May i ask a simple question about the unit of the vapor pressure. I outputed the ASCII result of Vapor Pressure, but I don't know the unit. I check the air pressure of ASCII file is hpa, and how about the vapor pressure?
Thanks very much for your replies.
vapor pressure unit
Re: vapor pressure unit
Hi Yuki,
the vapor pressure is in hectopascals, too.
Regards,
Thomas
the vapor pressure is in hectopascals, too.
Regards,
Thomas
Re: vapor pressure unit
Thanks very much for your kind reply.Thomas wrote:Hi Yuki,
the vapor pressure is in hectopascals, too.
Regards,
Thomas
I am sorry i want to ask more detail...Now i got the ASCII result for the same time step: e.g., air pressure:1.030E+0003, vapor pressure(exterior surface):5.493970E+0000. If they have the same unit, it looks too large difference between them, and the air pressure is higher than the vapor pressure of the surface. In actually, in my case, the exterior material has built-in water.
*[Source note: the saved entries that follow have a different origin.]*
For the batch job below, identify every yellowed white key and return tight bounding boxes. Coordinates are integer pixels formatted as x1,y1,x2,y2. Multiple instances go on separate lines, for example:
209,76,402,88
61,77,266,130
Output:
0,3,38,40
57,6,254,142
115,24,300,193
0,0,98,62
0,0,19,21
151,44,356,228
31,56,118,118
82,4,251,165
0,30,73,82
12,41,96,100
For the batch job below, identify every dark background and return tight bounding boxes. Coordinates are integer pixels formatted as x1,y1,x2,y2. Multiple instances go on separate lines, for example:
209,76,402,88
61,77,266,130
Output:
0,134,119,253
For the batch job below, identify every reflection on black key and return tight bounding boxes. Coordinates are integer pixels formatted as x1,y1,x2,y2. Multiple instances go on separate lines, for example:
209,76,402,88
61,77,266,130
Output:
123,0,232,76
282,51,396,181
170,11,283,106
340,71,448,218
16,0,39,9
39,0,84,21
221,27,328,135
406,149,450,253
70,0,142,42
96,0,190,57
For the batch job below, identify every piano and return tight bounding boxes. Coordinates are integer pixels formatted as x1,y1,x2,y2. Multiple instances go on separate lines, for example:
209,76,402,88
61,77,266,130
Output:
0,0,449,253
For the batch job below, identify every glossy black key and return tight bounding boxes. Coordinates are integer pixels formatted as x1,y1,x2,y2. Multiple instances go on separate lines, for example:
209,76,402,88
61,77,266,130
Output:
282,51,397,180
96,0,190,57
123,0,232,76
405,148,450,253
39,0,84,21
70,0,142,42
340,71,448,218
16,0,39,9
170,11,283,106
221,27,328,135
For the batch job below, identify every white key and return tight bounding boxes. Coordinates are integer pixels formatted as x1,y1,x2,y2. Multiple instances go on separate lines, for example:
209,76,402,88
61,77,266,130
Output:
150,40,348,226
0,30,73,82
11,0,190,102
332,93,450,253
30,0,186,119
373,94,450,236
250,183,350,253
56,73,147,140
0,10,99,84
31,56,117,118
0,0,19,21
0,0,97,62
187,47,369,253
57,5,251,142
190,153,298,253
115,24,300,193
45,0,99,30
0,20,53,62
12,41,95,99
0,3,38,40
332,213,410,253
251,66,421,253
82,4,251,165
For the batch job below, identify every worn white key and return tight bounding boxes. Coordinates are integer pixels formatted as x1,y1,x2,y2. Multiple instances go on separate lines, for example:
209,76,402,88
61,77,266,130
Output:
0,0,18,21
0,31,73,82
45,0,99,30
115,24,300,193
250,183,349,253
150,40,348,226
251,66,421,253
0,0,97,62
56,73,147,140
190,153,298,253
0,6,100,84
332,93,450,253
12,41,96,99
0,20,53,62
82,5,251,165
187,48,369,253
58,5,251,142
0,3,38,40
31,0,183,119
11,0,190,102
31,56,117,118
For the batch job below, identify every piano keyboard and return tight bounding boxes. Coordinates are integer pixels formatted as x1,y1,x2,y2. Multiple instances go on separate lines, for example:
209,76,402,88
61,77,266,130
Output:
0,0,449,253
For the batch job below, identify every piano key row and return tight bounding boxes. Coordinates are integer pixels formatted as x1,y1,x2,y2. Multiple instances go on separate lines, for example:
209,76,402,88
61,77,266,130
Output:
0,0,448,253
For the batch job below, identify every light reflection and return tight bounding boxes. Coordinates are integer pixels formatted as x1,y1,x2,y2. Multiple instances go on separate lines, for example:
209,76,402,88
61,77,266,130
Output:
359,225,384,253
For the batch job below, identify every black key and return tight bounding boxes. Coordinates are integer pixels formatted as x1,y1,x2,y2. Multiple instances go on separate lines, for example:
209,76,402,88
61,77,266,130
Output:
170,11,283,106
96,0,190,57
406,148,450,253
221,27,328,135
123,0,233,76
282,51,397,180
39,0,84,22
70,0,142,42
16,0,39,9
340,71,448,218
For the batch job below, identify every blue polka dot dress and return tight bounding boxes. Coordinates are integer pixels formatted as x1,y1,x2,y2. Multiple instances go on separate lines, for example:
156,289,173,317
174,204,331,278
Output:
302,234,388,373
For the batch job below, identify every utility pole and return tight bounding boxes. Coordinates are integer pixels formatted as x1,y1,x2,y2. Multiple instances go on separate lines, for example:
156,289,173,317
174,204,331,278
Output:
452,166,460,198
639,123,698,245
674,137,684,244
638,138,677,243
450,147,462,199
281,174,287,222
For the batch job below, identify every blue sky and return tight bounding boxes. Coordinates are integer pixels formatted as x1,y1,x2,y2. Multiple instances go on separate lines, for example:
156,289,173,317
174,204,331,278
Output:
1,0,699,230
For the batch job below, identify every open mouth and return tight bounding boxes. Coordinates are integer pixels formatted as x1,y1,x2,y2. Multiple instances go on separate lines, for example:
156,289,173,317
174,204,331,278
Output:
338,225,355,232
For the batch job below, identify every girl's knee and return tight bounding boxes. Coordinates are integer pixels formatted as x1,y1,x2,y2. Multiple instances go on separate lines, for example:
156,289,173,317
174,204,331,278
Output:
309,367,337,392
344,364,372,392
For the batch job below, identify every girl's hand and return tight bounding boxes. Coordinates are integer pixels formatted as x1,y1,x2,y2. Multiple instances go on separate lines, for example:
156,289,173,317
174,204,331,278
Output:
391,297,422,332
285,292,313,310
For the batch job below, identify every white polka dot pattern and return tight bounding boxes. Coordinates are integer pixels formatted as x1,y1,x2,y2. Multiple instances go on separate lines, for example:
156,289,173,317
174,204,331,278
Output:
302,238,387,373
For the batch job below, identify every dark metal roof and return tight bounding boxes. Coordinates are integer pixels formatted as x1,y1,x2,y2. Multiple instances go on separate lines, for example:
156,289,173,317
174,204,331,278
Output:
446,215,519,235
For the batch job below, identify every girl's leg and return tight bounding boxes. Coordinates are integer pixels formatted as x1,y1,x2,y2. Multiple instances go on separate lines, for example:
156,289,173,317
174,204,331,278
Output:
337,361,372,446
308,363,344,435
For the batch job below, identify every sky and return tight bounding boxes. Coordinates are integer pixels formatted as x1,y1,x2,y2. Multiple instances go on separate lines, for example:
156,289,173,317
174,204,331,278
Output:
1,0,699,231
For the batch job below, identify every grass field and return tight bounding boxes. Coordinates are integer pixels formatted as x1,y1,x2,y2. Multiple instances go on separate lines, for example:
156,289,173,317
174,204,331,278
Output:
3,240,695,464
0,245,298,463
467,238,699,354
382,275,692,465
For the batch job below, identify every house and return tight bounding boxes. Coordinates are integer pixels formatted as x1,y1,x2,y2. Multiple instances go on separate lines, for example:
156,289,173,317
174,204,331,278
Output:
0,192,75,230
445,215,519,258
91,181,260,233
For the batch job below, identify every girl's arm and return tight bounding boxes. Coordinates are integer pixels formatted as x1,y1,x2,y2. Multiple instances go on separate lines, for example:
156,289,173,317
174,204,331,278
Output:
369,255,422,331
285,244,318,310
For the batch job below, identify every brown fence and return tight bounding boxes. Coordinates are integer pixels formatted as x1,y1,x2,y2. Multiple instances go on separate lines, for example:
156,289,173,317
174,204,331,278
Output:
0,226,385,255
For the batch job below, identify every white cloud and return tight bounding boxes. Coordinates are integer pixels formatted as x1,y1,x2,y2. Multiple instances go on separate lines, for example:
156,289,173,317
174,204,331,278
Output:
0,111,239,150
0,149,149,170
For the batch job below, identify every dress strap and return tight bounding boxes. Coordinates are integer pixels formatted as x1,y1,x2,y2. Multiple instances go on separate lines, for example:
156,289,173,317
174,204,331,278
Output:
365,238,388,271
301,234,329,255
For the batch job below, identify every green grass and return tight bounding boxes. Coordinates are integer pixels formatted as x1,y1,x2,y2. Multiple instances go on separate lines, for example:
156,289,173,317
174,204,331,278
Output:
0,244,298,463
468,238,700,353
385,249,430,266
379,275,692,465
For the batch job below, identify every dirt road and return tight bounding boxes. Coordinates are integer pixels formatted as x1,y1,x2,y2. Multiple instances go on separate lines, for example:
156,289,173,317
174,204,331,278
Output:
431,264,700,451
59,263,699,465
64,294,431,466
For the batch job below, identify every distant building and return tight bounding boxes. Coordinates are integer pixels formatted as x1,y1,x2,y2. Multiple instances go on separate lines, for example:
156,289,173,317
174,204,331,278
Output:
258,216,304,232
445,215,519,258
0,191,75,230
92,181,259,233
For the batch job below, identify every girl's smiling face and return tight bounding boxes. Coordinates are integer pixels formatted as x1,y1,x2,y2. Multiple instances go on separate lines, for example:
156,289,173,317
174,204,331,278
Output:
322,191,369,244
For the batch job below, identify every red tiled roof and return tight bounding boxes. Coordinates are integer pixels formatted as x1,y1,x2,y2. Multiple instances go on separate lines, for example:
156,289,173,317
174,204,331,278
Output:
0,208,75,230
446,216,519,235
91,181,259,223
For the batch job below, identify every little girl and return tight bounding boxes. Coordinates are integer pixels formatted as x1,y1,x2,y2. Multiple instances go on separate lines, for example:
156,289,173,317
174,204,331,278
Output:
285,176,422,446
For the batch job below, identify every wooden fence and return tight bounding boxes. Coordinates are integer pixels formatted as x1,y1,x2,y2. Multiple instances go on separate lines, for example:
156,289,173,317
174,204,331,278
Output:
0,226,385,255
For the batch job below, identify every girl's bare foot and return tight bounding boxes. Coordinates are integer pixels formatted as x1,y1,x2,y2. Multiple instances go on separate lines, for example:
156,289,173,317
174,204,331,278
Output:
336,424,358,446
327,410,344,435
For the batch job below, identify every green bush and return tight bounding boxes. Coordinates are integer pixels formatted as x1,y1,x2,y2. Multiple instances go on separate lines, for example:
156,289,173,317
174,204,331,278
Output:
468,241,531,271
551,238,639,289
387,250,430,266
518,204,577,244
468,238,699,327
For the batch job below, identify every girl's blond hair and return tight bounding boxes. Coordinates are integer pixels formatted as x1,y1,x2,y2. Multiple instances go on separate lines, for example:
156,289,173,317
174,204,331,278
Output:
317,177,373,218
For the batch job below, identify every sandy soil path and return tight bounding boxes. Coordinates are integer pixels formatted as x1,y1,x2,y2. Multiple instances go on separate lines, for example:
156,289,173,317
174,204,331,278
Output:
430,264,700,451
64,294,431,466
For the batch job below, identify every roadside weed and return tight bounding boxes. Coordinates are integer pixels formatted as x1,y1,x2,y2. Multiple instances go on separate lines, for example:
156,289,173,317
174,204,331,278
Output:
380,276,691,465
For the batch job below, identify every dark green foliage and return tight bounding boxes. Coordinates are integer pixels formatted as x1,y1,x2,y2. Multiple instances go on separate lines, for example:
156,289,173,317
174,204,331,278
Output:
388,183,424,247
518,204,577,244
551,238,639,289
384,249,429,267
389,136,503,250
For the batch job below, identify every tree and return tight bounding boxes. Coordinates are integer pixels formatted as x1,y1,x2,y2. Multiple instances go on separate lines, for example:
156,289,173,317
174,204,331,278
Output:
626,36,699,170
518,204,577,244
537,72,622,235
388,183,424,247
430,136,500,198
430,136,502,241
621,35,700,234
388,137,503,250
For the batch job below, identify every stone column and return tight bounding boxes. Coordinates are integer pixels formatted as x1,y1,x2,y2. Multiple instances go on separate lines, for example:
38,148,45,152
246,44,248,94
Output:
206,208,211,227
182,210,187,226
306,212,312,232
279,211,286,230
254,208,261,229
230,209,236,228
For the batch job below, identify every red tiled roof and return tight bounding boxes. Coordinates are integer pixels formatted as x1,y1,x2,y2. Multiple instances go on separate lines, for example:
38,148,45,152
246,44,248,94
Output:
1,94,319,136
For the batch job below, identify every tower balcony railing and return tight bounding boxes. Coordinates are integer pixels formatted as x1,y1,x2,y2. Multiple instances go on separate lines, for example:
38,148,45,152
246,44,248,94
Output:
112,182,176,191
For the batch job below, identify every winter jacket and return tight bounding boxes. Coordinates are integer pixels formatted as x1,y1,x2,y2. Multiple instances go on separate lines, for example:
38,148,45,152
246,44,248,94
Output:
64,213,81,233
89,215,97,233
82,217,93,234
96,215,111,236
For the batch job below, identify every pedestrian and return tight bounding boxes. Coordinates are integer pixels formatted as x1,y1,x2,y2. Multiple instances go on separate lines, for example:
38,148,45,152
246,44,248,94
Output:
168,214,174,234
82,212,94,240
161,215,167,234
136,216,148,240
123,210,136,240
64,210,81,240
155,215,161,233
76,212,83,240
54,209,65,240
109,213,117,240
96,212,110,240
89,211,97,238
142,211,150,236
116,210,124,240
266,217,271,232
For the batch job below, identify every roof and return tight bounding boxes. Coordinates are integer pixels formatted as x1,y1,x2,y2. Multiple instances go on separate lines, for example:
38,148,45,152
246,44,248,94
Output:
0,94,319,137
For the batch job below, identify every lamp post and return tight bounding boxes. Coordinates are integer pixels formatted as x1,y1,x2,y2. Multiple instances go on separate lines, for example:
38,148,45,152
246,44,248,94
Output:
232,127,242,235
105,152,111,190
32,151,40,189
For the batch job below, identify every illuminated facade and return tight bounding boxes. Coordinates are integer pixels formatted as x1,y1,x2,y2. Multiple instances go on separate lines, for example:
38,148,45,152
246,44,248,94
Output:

Thanks again. I need your help.
Re: vapor pressure unit
You can check the numbers if you also export the temperature and the relative humidity at the same location. Compute the saturation vapor pressure psat for this temperature and multiply the result with the relative humidity. You should get the same number that WUFI gives for the vapor pressure.
For example, if the surface temperature is 10°C and the surface humidity for the same time step is 45%, then psat(10°C) = 12.28 hPa, and 0.45*12.28 hPa = 5.53 hPa. The ASCII output for the surface vapor pressure should be the same number.
Regards,
Thomas
For example, if the surface temperature is 10°C and the surface humidity for the same time step is 45%, then psat(10°C) = 12.28 hPa, and 0.45*12.28 hPa = 5.53 hPa. The ASCII output for the surface vapor pressure should be the same number.
But there should be a large difference. Water vapor is usually only a small percentage of the air. The water vapor pressure is the same as the air pressure at the temperature where the water starts boiling; for a normal atmospheric pressure of 1013 hPa this happens at a temperature of 100°C. For the lower temperatures you find in building physics, the vapor pressure is much smaller. For example, at 0°C the saturation vapor pressure is only 6.11 hPa, and the actual vapor pressure at that temperature is even less if the air is not saturated.SATO YUKI wrote:If they have the same unit, it looks too large difference between them, and the air pressure is higher than the vapor pressure of the surface.